MyDrivers.com, a Chinese technology news and media website, has released tentative specs for Nvidia’s upcoming line of next-generation graphics cards (GPU), the RTX 3000-series. Specifically, they listed specs for the GeForce RTX 3070 and GeForce RTX 3080, whose numerical designation generally signifies the company’s high-end, enthusiast market GPUs.
According to MyDrivers, the beefier of the two Ampere GPUs is GA103, which will consist of 60 streaming multiprocessors (SMs) and 3,840 CUDA cores. It will power the GeForce RTX 3080 with 10GB or 20GB of GDDR6 memory and a 320-bit memory bus. There is no mention of the memory speed, though 16Gbps is certainly possible, if not likely. Assuming that’s the case, we would be looking at 640GB of memory bandwidth.
The GeForce RTX 3070, meanwhile, is said to be powered by a GA104 GPU with 48 SMs, 3,072 CUDA cores, and 8GB or 16GB of GDDR6 memory pushing data through a 256-bit memory bus. If it ends up being 16Gbps memory as well, we would be looking at 512GB/s of memory bandwidth for that card.
GA103 (Nvidia RTX 3080)
- 60 SM Array
- 3840 Cuda cores
- 320-bit video memory
- 10 / 20 GB GDDR6 VRAM
GA104 (Nvidia RTX 3070)
- 48 SM Array
- 3072 Cuda cores
- 256-bit video memory
- 8 / 16 GB GDDR6 VRAM
In addition to this, both new cores will be on a 7nm process. MyDrivers notes the exact foundry producing those cores is unknown, but suggested either Taiwan Semiconductor Manufacturing Company (TSMC) or Samsung as the manufacturer–based on TSMC’s 7nm production capacity and the close relationship Nvidia and Samsung share.
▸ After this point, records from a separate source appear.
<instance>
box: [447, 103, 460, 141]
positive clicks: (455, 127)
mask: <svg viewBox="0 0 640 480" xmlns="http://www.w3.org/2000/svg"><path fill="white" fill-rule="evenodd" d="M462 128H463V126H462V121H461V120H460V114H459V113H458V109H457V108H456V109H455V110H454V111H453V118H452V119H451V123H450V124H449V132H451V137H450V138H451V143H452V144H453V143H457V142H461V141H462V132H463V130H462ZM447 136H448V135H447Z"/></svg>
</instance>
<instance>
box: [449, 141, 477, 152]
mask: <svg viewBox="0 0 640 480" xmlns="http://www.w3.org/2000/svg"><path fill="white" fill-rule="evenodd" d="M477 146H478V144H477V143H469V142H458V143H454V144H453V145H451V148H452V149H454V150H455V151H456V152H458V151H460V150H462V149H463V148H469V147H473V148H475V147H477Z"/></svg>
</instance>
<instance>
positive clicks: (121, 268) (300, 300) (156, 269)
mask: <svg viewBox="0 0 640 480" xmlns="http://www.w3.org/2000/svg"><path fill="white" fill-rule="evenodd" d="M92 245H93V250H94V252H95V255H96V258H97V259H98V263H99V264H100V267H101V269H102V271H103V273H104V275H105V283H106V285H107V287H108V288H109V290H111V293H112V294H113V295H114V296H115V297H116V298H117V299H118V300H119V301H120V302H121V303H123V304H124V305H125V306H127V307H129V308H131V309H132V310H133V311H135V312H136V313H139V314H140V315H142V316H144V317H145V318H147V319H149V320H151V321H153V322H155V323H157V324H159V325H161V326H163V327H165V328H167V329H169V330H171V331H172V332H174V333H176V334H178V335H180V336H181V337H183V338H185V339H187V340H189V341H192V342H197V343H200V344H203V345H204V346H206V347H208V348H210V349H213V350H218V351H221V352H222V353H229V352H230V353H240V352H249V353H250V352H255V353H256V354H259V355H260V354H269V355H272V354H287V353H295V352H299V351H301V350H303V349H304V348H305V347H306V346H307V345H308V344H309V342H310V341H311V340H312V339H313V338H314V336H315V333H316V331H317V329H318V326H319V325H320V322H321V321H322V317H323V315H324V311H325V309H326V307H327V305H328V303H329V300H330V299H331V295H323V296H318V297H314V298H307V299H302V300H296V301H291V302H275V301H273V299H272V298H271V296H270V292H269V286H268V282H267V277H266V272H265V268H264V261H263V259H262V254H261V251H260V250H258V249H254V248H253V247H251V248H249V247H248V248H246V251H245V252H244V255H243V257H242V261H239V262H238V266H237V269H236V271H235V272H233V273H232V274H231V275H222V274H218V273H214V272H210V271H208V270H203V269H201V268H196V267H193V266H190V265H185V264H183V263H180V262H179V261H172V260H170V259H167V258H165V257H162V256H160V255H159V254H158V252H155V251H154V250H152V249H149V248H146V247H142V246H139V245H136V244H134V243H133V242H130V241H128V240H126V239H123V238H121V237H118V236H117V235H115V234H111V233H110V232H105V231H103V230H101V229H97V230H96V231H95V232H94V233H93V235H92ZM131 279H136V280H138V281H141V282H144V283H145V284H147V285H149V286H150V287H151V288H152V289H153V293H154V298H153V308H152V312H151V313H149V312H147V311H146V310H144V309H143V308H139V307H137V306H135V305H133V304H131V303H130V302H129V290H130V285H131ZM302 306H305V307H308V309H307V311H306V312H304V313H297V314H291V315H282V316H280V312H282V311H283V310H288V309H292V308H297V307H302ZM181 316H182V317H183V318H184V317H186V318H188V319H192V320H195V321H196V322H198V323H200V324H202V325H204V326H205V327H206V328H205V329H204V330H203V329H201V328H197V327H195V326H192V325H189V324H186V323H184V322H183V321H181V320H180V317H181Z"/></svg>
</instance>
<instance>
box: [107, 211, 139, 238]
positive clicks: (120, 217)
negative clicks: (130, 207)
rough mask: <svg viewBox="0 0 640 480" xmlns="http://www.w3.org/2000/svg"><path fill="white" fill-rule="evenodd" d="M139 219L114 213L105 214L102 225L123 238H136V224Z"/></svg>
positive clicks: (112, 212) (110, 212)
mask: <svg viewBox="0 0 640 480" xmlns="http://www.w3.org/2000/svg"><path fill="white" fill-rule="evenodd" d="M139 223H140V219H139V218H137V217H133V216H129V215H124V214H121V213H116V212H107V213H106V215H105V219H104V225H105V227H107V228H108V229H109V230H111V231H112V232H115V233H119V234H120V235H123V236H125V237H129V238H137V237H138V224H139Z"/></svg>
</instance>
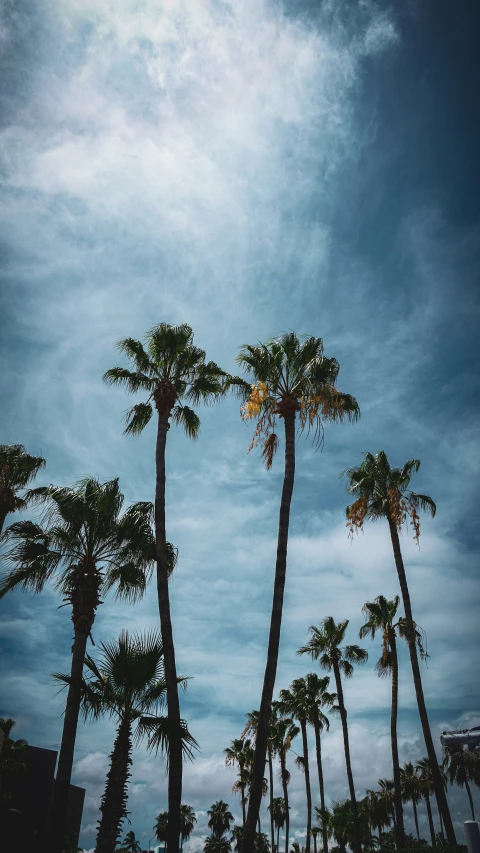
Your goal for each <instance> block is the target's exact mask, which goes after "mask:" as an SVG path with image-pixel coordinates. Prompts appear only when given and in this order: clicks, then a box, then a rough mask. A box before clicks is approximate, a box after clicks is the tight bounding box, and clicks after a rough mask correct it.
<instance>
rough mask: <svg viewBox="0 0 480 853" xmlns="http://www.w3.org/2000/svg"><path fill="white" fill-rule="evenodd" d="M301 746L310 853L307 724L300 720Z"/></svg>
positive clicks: (307, 847) (307, 831)
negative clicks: (301, 734)
mask: <svg viewBox="0 0 480 853" xmlns="http://www.w3.org/2000/svg"><path fill="white" fill-rule="evenodd" d="M300 728H301V731H302V744H303V770H304V773H305V793H306V795H307V838H306V840H305V853H310V830H311V828H312V789H311V786H310V767H309V765H308V738H307V724H306V722H305V720H300Z"/></svg>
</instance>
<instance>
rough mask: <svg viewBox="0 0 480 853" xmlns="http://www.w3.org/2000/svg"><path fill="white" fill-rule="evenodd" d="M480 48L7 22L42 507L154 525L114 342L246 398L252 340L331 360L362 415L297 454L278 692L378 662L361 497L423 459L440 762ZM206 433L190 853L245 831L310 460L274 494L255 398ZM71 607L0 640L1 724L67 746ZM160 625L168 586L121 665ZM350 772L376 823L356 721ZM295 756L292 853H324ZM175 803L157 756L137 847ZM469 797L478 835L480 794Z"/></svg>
mask: <svg viewBox="0 0 480 853" xmlns="http://www.w3.org/2000/svg"><path fill="white" fill-rule="evenodd" d="M479 24H480V12H479V9H478V6H477V5H476V4H475V2H474V0H463V2H461V3H453V2H452V0H435V2H434V0H424V2H422V3H417V2H415V0H398V2H395V3H392V4H387V3H385V2H377V3H374V2H370V0H359V2H357V3H351V2H347V0H337V2H334V0H324V2H319V0H315V2H314V0H300V2H295V3H294V2H287V0H285V2H284V3H281V2H279V0H270V2H267V0H236V2H233V0H225V1H224V2H220V0H188V2H187V0H164V2H162V3H160V2H157V0H115V2H114V0H102V2H100V0H23V2H22V3H21V4H17V3H15V2H13V0H7V2H5V3H4V4H3V5H2V7H1V8H0V55H1V59H0V79H1V80H2V84H1V107H0V125H1V130H0V133H1V141H0V174H1V181H2V191H1V196H0V253H1V260H2V263H1V278H0V281H1V303H0V306H1V307H0V323H1V325H2V334H1V345H0V346H1V350H0V359H1V361H0V383H1V399H2V410H1V438H0V440H1V441H2V442H5V443H23V444H24V445H25V447H26V448H27V450H28V451H30V452H31V453H34V454H42V455H43V456H44V457H45V458H46V460H47V467H46V469H45V470H44V471H43V472H42V473H41V474H40V475H39V477H38V479H37V483H38V484H39V485H40V484H43V483H56V484H72V483H74V482H76V481H77V480H78V479H79V478H81V477H83V476H85V475H95V476H97V477H98V478H100V479H101V480H108V479H111V478H112V477H116V476H118V477H119V478H120V485H121V488H122V490H123V492H124V494H125V499H126V501H127V503H129V502H133V501H138V500H152V499H153V493H154V476H155V470H154V442H155V429H154V424H153V423H152V424H151V425H150V426H149V427H148V428H147V429H146V430H145V434H144V435H143V436H142V437H141V438H139V439H136V440H132V439H130V438H128V437H126V436H124V435H123V434H122V431H123V423H122V419H123V415H124V411H125V409H126V407H127V405H129V404H130V402H133V401H130V399H128V398H127V397H126V396H125V394H124V393H123V392H122V391H121V390H115V389H111V388H107V387H106V386H105V385H103V384H102V381H101V377H102V374H103V373H104V371H105V370H106V369H107V368H109V367H111V366H113V365H115V364H117V363H120V362H121V357H120V356H119V354H118V353H117V351H116V350H115V341H117V340H118V339H119V338H120V337H124V336H132V337H136V338H142V337H143V335H144V334H145V332H146V331H147V330H148V329H149V328H150V327H151V326H152V325H154V324H155V323H158V322H168V323H183V322H186V323H189V324H190V325H191V326H192V328H193V329H194V333H195V342H196V343H197V344H198V345H199V346H201V347H202V348H204V349H205V350H206V352H207V358H209V359H213V360H214V361H216V362H217V363H218V364H220V365H221V366H222V367H223V368H224V369H226V370H229V371H234V370H235V369H236V368H235V356H236V353H237V351H238V347H239V346H241V345H242V344H244V343H255V342H257V341H258V340H260V341H262V340H266V339H269V338H271V337H272V336H275V335H277V334H279V333H281V332H282V331H286V330H294V331H295V332H296V333H298V334H308V335H315V336H320V337H322V338H323V340H324V345H325V352H326V354H327V355H328V356H335V357H336V358H337V359H338V361H339V363H340V365H341V369H340V375H339V382H338V384H339V387H340V388H341V389H342V390H344V391H347V392H349V393H351V394H353V395H355V397H356V398H357V399H358V401H359V404H360V407H361V411H362V417H361V419H360V421H359V423H358V424H356V425H345V426H331V425H327V426H326V429H325V445H324V448H323V450H322V451H321V452H320V451H317V452H315V449H314V448H313V447H312V444H311V443H310V442H309V440H306V439H305V438H299V439H298V442H297V469H296V482H295V490H294V495H293V504H292V516H291V527H290V541H289V551H288V569H287V585H286V595H285V605H284V621H283V628H282V639H281V650H280V658H279V666H278V673H277V688H278V689H280V688H282V687H288V685H289V684H290V682H291V681H292V679H293V678H296V677H299V676H302V675H304V674H305V673H306V672H308V671H311V670H315V664H312V663H310V662H309V661H308V660H306V659H305V658H303V657H302V658H299V657H298V656H297V655H296V650H297V648H298V647H299V646H300V645H302V644H304V643H305V642H306V640H307V637H308V628H309V626H310V625H312V624H318V623H319V622H320V621H321V620H322V619H323V618H324V617H325V616H328V615H332V616H333V617H334V618H335V619H338V620H340V619H349V620H350V624H349V628H348V634H347V639H348V641H350V642H356V640H357V637H358V630H359V627H360V625H361V624H362V612H361V608H362V606H363V604H364V603H365V601H367V600H371V599H372V598H373V597H375V596H376V595H379V594H383V595H386V596H388V597H392V596H393V595H395V594H396V593H397V592H398V586H397V579H396V574H395V568H394V564H393V557H392V551H391V546H390V542H389V538H388V530H387V529H385V526H382V525H380V524H379V525H370V526H368V527H366V529H365V532H364V534H363V535H360V536H359V537H358V538H356V539H355V540H354V541H353V542H351V541H350V540H349V539H348V535H347V530H346V528H345V520H344V509H345V505H346V502H347V497H346V494H345V490H344V484H343V483H342V481H341V479H340V478H339V476H338V474H339V472H341V471H342V470H344V469H345V468H347V467H348V466H350V465H354V464H358V463H359V462H360V460H361V457H362V453H363V452H364V451H370V452H376V451H377V450H380V449H384V450H385V451H386V452H387V454H388V456H389V458H390V460H391V462H392V464H396V465H399V464H402V463H403V461H404V460H405V459H406V458H410V457H417V458H419V459H420V460H421V461H422V466H421V469H420V471H419V473H418V474H417V475H416V477H415V481H414V487H415V488H417V489H418V490H419V491H423V492H426V493H427V494H430V495H432V496H433V497H434V499H435V501H436V503H437V507H438V511H437V515H436V517H435V519H434V520H432V519H427V518H425V519H424V520H423V521H422V535H421V541H420V548H417V546H416V545H415V543H414V542H413V541H412V532H411V531H410V532H406V533H404V534H403V537H402V547H403V552H404V558H405V562H406V567H407V572H408V578H409V583H410V589H411V596H412V601H413V608H414V616H415V618H416V620H417V621H418V623H419V624H420V625H421V626H422V627H423V628H424V629H425V631H426V633H427V636H428V651H429V654H430V657H429V659H428V666H426V667H425V666H424V667H423V670H422V676H423V680H424V689H425V695H426V700H427V706H428V710H429V715H430V720H431V724H432V729H433V733H434V737H435V742H436V744H437V746H438V748H439V749H440V744H439V739H438V738H439V734H440V732H441V731H442V730H444V729H448V728H455V727H457V726H460V727H464V726H468V725H474V724H477V725H478V724H479V723H480V697H479V690H478V661H477V649H478V638H479V635H478V606H479V585H478V551H479V541H480V526H479V519H478V511H477V508H478V499H479V490H478V482H479V472H480V455H479V451H478V437H479V436H478V433H479V422H478V416H477V415H478V386H477V385H476V384H475V377H476V374H477V372H478V348H477V346H476V343H477V342H476V333H477V329H478V322H479V290H478V269H479V267H478V260H479V258H478V246H479V245H480V240H479V237H480V210H479V202H478V199H479V192H478V191H479V160H478V131H479V114H478V90H479V85H480V68H479V63H478V60H477V59H476V58H475V56H476V46H477V45H476V33H477V32H478V25H479ZM200 414H201V421H202V427H201V433H200V437H199V440H198V441H197V442H195V443H191V442H189V441H188V440H187V439H186V438H185V436H184V435H183V434H182V433H180V431H179V430H178V429H174V428H172V429H171V430H170V432H169V435H168V449H167V457H168V458H167V478H168V482H167V534H168V538H169V539H170V540H171V541H172V542H173V543H175V544H176V545H177V546H178V549H179V561H178V566H177V568H176V570H175V574H174V576H173V578H172V581H171V604H172V615H173V625H174V637H175V643H176V654H177V665H178V670H179V672H180V673H181V674H183V675H188V676H191V681H190V682H189V685H188V690H187V692H186V694H185V696H184V697H182V713H183V715H184V716H185V718H186V719H187V720H188V723H189V727H190V730H191V731H192V733H193V734H194V736H195V737H196V739H197V740H198V741H199V743H200V745H201V752H200V753H199V755H198V757H197V758H196V760H195V762H194V763H193V764H189V765H186V767H185V771H184V793H183V801H184V802H186V803H188V804H190V805H192V806H193V807H194V809H195V810H196V812H197V817H198V823H197V828H196V832H195V833H194V835H193V836H192V839H191V840H190V841H189V842H187V843H186V844H185V853H197V851H200V850H201V849H202V841H203V839H204V838H205V835H206V833H207V828H206V823H207V817H206V810H207V809H208V808H209V807H210V805H211V804H212V802H214V801H215V800H217V799H220V798H222V799H224V800H225V801H226V802H228V803H229V805H230V808H231V810H232V811H233V813H234V815H235V817H236V819H237V820H239V819H240V815H241V809H240V803H239V800H238V797H237V796H236V795H235V794H233V793H232V792H231V787H232V784H233V783H234V781H235V773H234V771H233V770H232V769H229V768H226V767H225V764H224V756H223V750H224V748H225V747H226V746H228V745H229V743H230V741H231V740H232V739H233V738H234V737H238V736H239V735H240V733H241V731H242V729H243V728H244V724H245V714H246V713H247V712H249V711H251V710H253V709H254V708H257V707H258V705H259V702H260V694H261V686H262V680H263V669H264V665H265V657H266V646H267V639H268V625H269V618H270V606H271V595H272V587H273V576H274V566H275V551H276V535H277V524H278V509H279V499H280V491H281V484H282V456H281V454H279V455H278V457H277V459H276V460H275V463H274V466H273V468H272V470H271V471H270V472H266V471H265V470H264V468H262V464H261V460H260V458H259V453H258V452H255V451H252V452H251V453H250V454H249V453H247V450H248V445H249V442H250V437H251V430H250V427H247V426H246V425H245V424H244V423H242V421H241V418H240V415H239V409H238V401H236V400H235V399H228V400H226V401H224V402H222V403H221V404H219V405H218V406H215V407H213V408H209V409H206V410H202V411H201V412H200ZM60 603H61V602H60V601H59V598H58V596H57V595H56V594H55V593H54V592H53V591H52V590H45V591H44V592H43V593H42V594H41V595H39V596H36V597H35V596H32V595H26V594H21V593H15V594H12V595H10V596H9V597H7V598H6V599H4V601H2V603H1V621H0V634H1V637H0V639H1V645H2V657H1V661H0V667H1V685H2V687H1V696H0V714H1V715H2V716H11V717H13V718H14V719H15V720H16V721H17V726H16V732H17V737H25V738H27V739H28V741H29V742H30V743H32V744H34V745H37V746H42V747H47V748H52V749H58V746H59V741H60V737H61V728H62V709H63V702H64V697H63V696H62V695H56V689H55V687H54V686H53V683H52V679H51V673H52V672H54V671H66V670H67V669H68V667H69V652H70V646H71V634H72V628H71V622H70V618H69V614H68V611H67V610H66V609H64V608H62V609H58V607H59V604H60ZM157 626H158V614H157V611H156V603H155V594H154V589H153V587H152V588H150V589H149V590H148V593H147V595H146V597H145V599H144V600H143V601H142V602H141V603H139V604H137V605H135V606H127V605H121V604H118V602H115V601H113V600H112V599H108V598H107V600H106V602H105V604H103V605H102V606H101V607H100V608H99V611H98V615H97V619H96V622H95V626H94V630H93V636H94V640H95V643H97V644H98V643H99V642H101V641H102V640H110V639H112V638H114V637H116V636H118V634H119V633H120V631H121V630H122V629H124V628H127V629H128V630H130V631H134V630H145V629H148V628H155V627H157ZM365 644H366V646H367V648H368V650H369V654H370V659H369V662H368V664H367V665H366V666H365V667H364V668H363V669H362V670H361V671H358V672H356V673H355V675H354V677H353V678H352V680H351V681H350V682H349V683H348V684H347V685H346V688H345V698H346V704H347V708H348V719H349V726H350V732H351V751H352V764H353V773H354V778H355V785H356V789H357V791H358V793H359V795H362V793H363V792H364V791H365V789H366V788H372V787H375V785H376V783H377V780H378V778H379V777H385V776H391V756H390V742H389V698H390V693H389V691H390V685H389V682H388V680H381V679H379V678H377V676H376V674H375V672H374V663H375V661H376V659H377V657H378V654H379V646H378V643H376V644H375V643H366V642H365ZM400 662H401V669H400V706H401V707H400V716H399V739H400V760H401V761H402V762H403V761H406V760H414V761H415V760H417V759H420V758H422V757H423V755H424V753H425V750H424V745H423V743H422V737H421V732H420V729H419V723H418V715H417V711H416V706H415V697H414V693H413V689H412V679H411V674H410V672H409V667H408V660H407V657H406V655H405V650H402V651H401V656H400ZM113 739H114V729H113V726H112V723H111V722H109V721H108V720H104V721H102V722H99V723H95V724H88V725H83V726H81V727H80V728H79V732H78V739H77V748H76V756H75V765H74V774H73V781H74V782H75V784H78V785H81V786H83V787H85V788H86V801H85V810H84V820H83V825H82V833H81V844H82V845H83V846H84V848H85V849H86V850H93V848H94V843H95V826H96V821H97V820H98V817H99V812H98V805H99V801H100V797H101V794H102V791H103V786H104V782H105V774H106V771H107V767H108V754H109V752H110V751H111V748H112V745H113ZM311 747H312V756H311V758H312V763H311V769H312V776H313V778H315V765H314V762H313V738H311ZM323 748H324V755H325V770H324V772H325V784H326V793H327V798H328V799H329V800H331V799H338V798H341V797H345V796H346V795H347V780H346V773H345V768H344V760H343V752H342V742H341V731H340V726H339V723H338V722H336V721H332V726H331V731H330V733H328V734H326V735H325V738H324V745H323ZM293 749H294V750H295V752H296V753H298V752H299V751H301V747H300V744H299V743H294V745H293ZM294 757H295V756H294V755H293V754H292V755H291V757H290V760H289V766H290V769H291V771H292V780H291V785H290V796H291V803H292V814H291V836H292V839H294V838H298V839H300V841H302V838H304V829H303V827H304V824H305V793H304V780H303V778H302V776H301V775H300V771H298V770H297V769H296V768H295V766H294V764H293V759H294ZM276 785H277V790H276V791H275V793H276V795H280V786H279V783H278V782H276ZM166 786H167V779H166V775H165V765H164V763H163V762H162V760H161V759H160V758H157V759H155V758H154V757H153V756H151V755H149V754H148V753H147V752H146V751H145V750H144V749H142V748H140V749H137V750H136V751H135V755H134V763H133V775H132V783H131V786H130V799H129V811H130V819H131V826H128V825H125V831H126V830H127V829H130V828H131V829H134V831H135V832H136V834H137V836H138V837H139V838H140V839H141V841H142V846H144V847H147V843H148V840H149V838H151V836H152V834H153V832H152V829H151V827H152V826H153V823H154V819H155V816H156V814H157V813H158V812H160V811H163V810H164V809H165V808H166V805H167V801H166ZM474 796H475V798H476V804H477V807H478V808H479V809H480V798H479V794H478V790H477V791H476V792H475V794H474ZM449 799H450V804H451V807H452V812H453V817H454V821H455V826H456V829H457V835H458V837H459V838H460V837H461V834H462V822H463V820H465V819H468V818H469V813H468V808H467V807H468V802H467V798H466V794H465V791H462V790H459V789H455V790H454V789H451V790H450V792H449ZM314 802H318V792H317V791H316V789H315V788H314ZM420 811H421V828H422V831H423V832H426V831H427V823H426V815H425V814H424V809H420ZM406 812H407V819H408V828H409V829H410V830H411V829H412V827H413V823H412V818H411V811H410V807H409V806H407V807H406ZM435 814H436V812H435ZM267 820H268V818H267V812H266V802H264V804H263V806H262V822H263V823H264V826H266V825H267ZM302 833H303V835H302Z"/></svg>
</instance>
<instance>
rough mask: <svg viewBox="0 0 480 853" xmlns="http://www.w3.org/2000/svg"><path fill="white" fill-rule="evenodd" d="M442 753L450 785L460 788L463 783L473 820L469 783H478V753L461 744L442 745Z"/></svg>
mask: <svg viewBox="0 0 480 853" xmlns="http://www.w3.org/2000/svg"><path fill="white" fill-rule="evenodd" d="M443 753H444V762H443V764H444V769H445V772H446V776H447V779H448V781H449V782H451V784H452V785H453V784H455V785H458V786H459V787H460V788H463V786H464V785H465V790H466V792H467V796H468V802H469V803H470V811H471V813H472V820H475V810H474V808H473V798H472V791H471V789H470V784H472V785H477V786H478V785H480V755H479V753H478V752H475V751H472V750H469V749H468V748H467V749H465V748H464V747H463V746H444V748H443Z"/></svg>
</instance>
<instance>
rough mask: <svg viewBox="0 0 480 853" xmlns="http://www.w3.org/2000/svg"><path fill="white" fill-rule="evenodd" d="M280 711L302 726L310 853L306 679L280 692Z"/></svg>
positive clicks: (300, 764) (293, 681) (306, 697)
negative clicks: (292, 719)
mask: <svg viewBox="0 0 480 853" xmlns="http://www.w3.org/2000/svg"><path fill="white" fill-rule="evenodd" d="M278 695H279V700H280V710H281V711H282V712H283V713H284V714H288V716H292V717H294V718H295V719H296V720H298V722H299V724H300V731H301V734H302V750H303V754H302V755H301V756H299V758H300V761H298V760H297V763H298V765H299V766H300V767H301V768H302V770H303V772H304V774H305V794H306V798H307V837H306V841H305V850H306V853H310V830H311V828H312V789H311V785H310V766H309V758H308V737H307V723H308V721H309V713H310V697H309V696H308V694H307V688H306V684H305V679H304V678H295V679H294V680H293V681H292V684H291V685H290V688H289V689H288V690H280V692H279V694H278Z"/></svg>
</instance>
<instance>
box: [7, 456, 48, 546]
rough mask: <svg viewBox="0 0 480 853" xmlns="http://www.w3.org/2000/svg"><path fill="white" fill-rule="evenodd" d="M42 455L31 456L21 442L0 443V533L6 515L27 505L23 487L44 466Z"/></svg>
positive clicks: (43, 467) (25, 487) (14, 511)
mask: <svg viewBox="0 0 480 853" xmlns="http://www.w3.org/2000/svg"><path fill="white" fill-rule="evenodd" d="M45 464H46V463H45V459H43V457H42V456H31V455H30V453H27V451H26V450H25V448H24V446H23V444H0V533H1V532H2V530H3V525H4V524H5V519H6V517H7V515H9V513H11V512H15V511H16V510H20V509H25V508H26V506H27V505H28V497H29V496H28V492H27V493H25V492H24V489H26V487H27V486H28V484H29V483H31V482H32V480H33V479H34V478H35V477H36V476H37V474H38V472H39V471H40V470H41V469H42V468H44V467H45Z"/></svg>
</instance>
Regardless, these specs represent a huge leap forward in GPU power, with the RTX 3080’s 20GB GDDR6 VRAM being the largest-ever memory capacity on a consumer GPU. Further, MyDrivers suggested evidence exists for a still-far-off RTX 3080 Ti and Titan model, which mean AMD will have quite a lot of catching up to do.
Furthermore, the new RTX 3000 GPUs are expected to have a performance gain of 50% over the previous flagships. This, paired with twice the efficiency of Ampere chips will result in RTX 3070 outperforming the RTX 2080Ti at a much lower price point. With these performance numbers, we can expect true 4K 60 FPS on mainstream desktop cards.
It would be interesting to see how AMD’s flagship Radeon RX 5900XT, and RX 5950XT compete against these cards. The RX 5900XT is rumored to come with 12GB of GDDR6 VRAM coupled with a 384-bit memory bus and 672 GB/s memory bandwidth. The latest NVIDIA GPUs are expected to launch in late 2020.